Fixity checking
Transmission fixity
Islandora Workbench enables transmission fixity validation, which means it can detect when files are not ingested into Islandora intact, in other words, that the files became corrupted during ingest. It does this by generating a checksum (a.k.a. "hash") for each file before it is ingested, and then after the file is ingested, Workbench asks Drupal for a checksum on the file generated using the same hash algorithm. If the two checksums are identical, Workbench has confirmed that the file was not corrupted during the ingest process. If they are not identical, the file became corrupted.
This functionality is available within create
and add_media
tasks. Only files named in the file
CSV column are checked.
To enable this feature, include the fixity_algorithm
option in your create
or add_media
configuration file, specifying one of "md5", "sha1", or "sha256" hash algorithms. For example, to use the "md5" algorithm, include the following in your config file:
fixity_algorithm: md5
Comparing checksums to known values
Comparison to known checksum values can be done both during the transmission fixity check, above, and during Workbench's --check
phase, as described below.
If you want Workbench to compare the checksum it generates for a file to a known checksum value (for example, one generated by a platform you are migrating from, or during some other phase of your migration workflow), include a checksum
column in your create
or add_media
CSV input file.
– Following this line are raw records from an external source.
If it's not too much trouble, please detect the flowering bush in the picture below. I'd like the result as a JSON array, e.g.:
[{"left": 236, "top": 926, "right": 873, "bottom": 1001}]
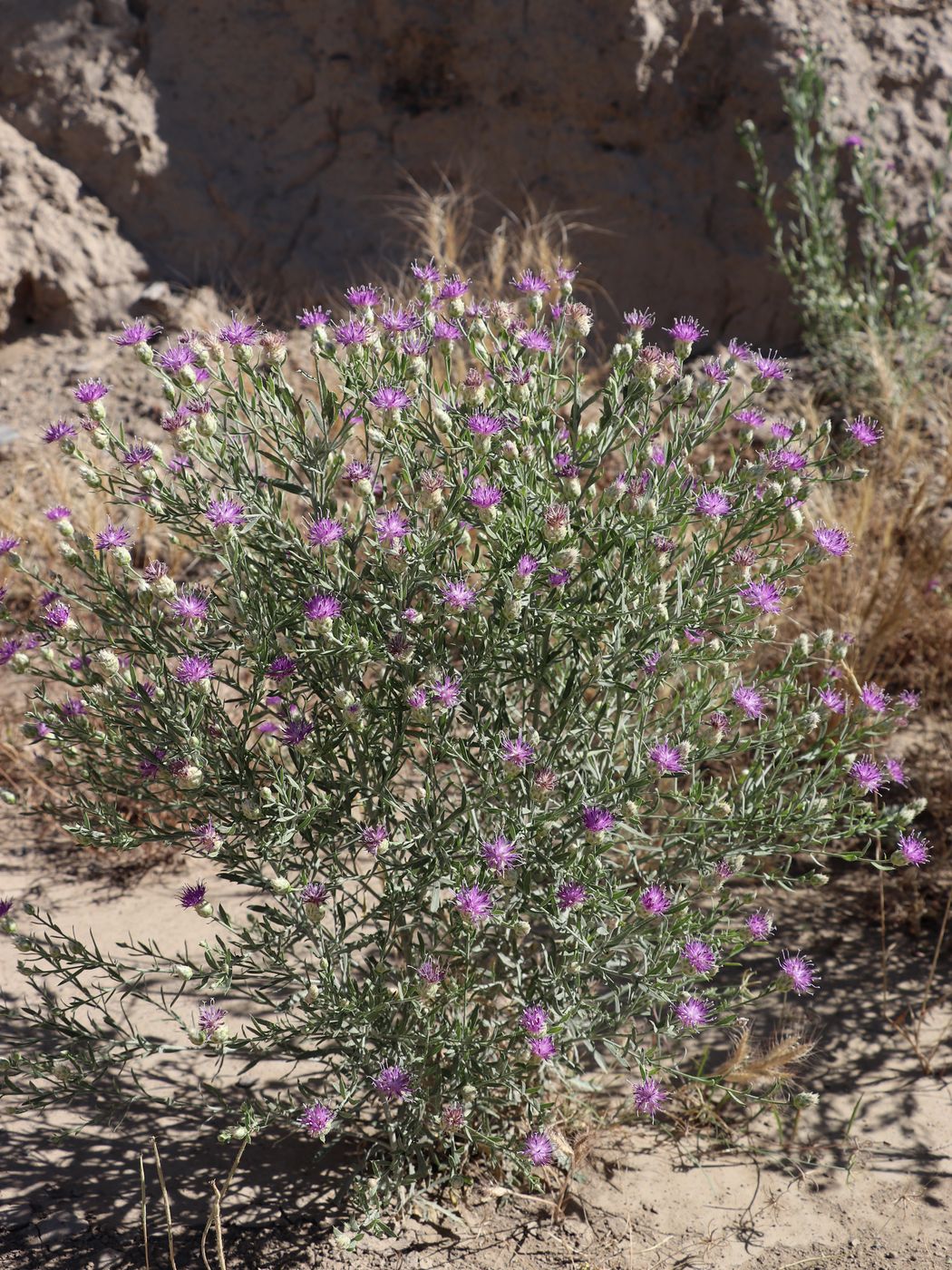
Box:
[{"left": 0, "top": 266, "right": 928, "bottom": 1239}]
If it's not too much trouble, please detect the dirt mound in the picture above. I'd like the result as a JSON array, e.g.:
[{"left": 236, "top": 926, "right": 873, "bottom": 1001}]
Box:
[{"left": 0, "top": 0, "right": 952, "bottom": 343}]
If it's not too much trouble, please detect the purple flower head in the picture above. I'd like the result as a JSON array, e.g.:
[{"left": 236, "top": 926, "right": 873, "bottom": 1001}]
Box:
[
  {"left": 847, "top": 414, "right": 882, "bottom": 447},
  {"left": 92, "top": 523, "right": 132, "bottom": 552},
  {"left": 680, "top": 940, "right": 717, "bottom": 974},
  {"left": 109, "top": 318, "right": 162, "bottom": 348},
  {"left": 647, "top": 740, "right": 685, "bottom": 776},
  {"left": 556, "top": 882, "right": 589, "bottom": 913},
  {"left": 416, "top": 956, "right": 447, "bottom": 987},
  {"left": 175, "top": 657, "right": 212, "bottom": 683},
  {"left": 480, "top": 833, "right": 521, "bottom": 877},
  {"left": 297, "top": 1102, "right": 335, "bottom": 1138},
  {"left": 374, "top": 512, "right": 410, "bottom": 547},
  {"left": 638, "top": 883, "right": 672, "bottom": 917},
  {"left": 777, "top": 952, "right": 818, "bottom": 997},
  {"left": 73, "top": 380, "right": 109, "bottom": 405},
  {"left": 860, "top": 683, "right": 889, "bottom": 714},
  {"left": 896, "top": 831, "right": 929, "bottom": 867},
  {"left": 695, "top": 488, "right": 731, "bottom": 518},
  {"left": 344, "top": 287, "right": 380, "bottom": 308},
  {"left": 850, "top": 758, "right": 886, "bottom": 794},
  {"left": 661, "top": 318, "right": 707, "bottom": 344},
  {"left": 500, "top": 733, "right": 536, "bottom": 772},
  {"left": 204, "top": 498, "right": 248, "bottom": 530},
  {"left": 743, "top": 913, "right": 773, "bottom": 940},
  {"left": 179, "top": 882, "right": 207, "bottom": 908},
  {"left": 754, "top": 353, "right": 787, "bottom": 382},
  {"left": 511, "top": 269, "right": 549, "bottom": 296},
  {"left": 818, "top": 687, "right": 847, "bottom": 714},
  {"left": 453, "top": 886, "right": 492, "bottom": 926},
  {"left": 305, "top": 594, "right": 342, "bottom": 622},
  {"left": 371, "top": 386, "right": 410, "bottom": 410},
  {"left": 631, "top": 1076, "right": 667, "bottom": 1120},
  {"left": 171, "top": 591, "right": 209, "bottom": 626},
  {"left": 731, "top": 683, "right": 767, "bottom": 718},
  {"left": 297, "top": 305, "right": 330, "bottom": 330},
  {"left": 267, "top": 653, "right": 297, "bottom": 683},
  {"left": 625, "top": 308, "right": 655, "bottom": 334},
  {"left": 44, "top": 419, "right": 77, "bottom": 445},
  {"left": 521, "top": 1133, "right": 555, "bottom": 1167},
  {"left": 307, "top": 515, "right": 344, "bottom": 547},
  {"left": 813, "top": 521, "right": 850, "bottom": 556},
  {"left": 219, "top": 314, "right": 257, "bottom": 348},
  {"left": 581, "top": 806, "right": 615, "bottom": 833},
  {"left": 301, "top": 882, "right": 330, "bottom": 908},
  {"left": 198, "top": 1001, "right": 225, "bottom": 1036},
  {"left": 739, "top": 581, "right": 783, "bottom": 613},
  {"left": 438, "top": 578, "right": 476, "bottom": 613},
  {"left": 520, "top": 1006, "right": 549, "bottom": 1036},
  {"left": 674, "top": 997, "right": 711, "bottom": 1031}
]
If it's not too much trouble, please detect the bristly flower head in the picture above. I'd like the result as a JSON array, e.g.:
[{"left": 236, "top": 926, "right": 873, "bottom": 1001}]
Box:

No further configuration other than indicating the fixity_algorithm
as described above is necessary. If the checksum
column is present, Workbench will compare the hash it generates with the value in that column and report matches and mismatches. Note that the checksum in your CSV must have been generated using the same algorithm specified in your fixity_algorithm
configuration setting.
Validating checksums during --check
If you have pregenerated checksum values for your files (as described in the "Comparing checksums to known values" section, above), you can tell Workbench to compare those checksums with checksums during its --check
phase. To do this, include the following options in your create
or add_media
configuration file:
fixity_algorithm: md5
validate_fixity_during_check: true
You must also include both a file
and checksum
column in your input CSV, and ensure that the checksums in the CSV column were generated using the algorithm named in the fixity_algorithm
setting. Results of the checks are written to the log file.
Some things to note:
- Fixity checking is currently only available to files named in the
file
CSV column, and not in any "additional files" columns. - For the purposes of fixity verification, md5 is sufficient. Using it is also faster than either sha1 or sha256. However, you will need to use sha1 or sha256 if your pregenerated checksums were created using those algorithms.
- If you are including pregenerated checksum values in your CSV file (in the
checksum
column), the checksums must have been generated using the same has algorithm indicated in yourfixity_algorithm
configuration setting: "md5", "sha1", or "sha256". If the existing checksums were generated using a different algorithm, all of your checksum comparisons will fail. - Workbench logs the outcome of all checksum comparisons, whether they result in matches or mismatches.
- If there is a mismatch, Workbench will continue to ingest the file and create the accompanying media. For this reason, it is prudent to perform your checksum validation during the
--check
phase. If any comparisons fail, you have an opportunity to replace the files before committing to ingesting them into Drupal. - Validation during
--check
happens entirely on the computer running Workbench. During--check
, Workbench does not query Drupal for the purposes of checksum validation, since the files haven't yet been ingested into Islandora at that point. - Fixity checking slows Workbench down (and also Drupal if you perform transmission fixity checks) to a certain extent, especially when files are large. This is unavoidable since calculating a file's checksum requires reading it into memory.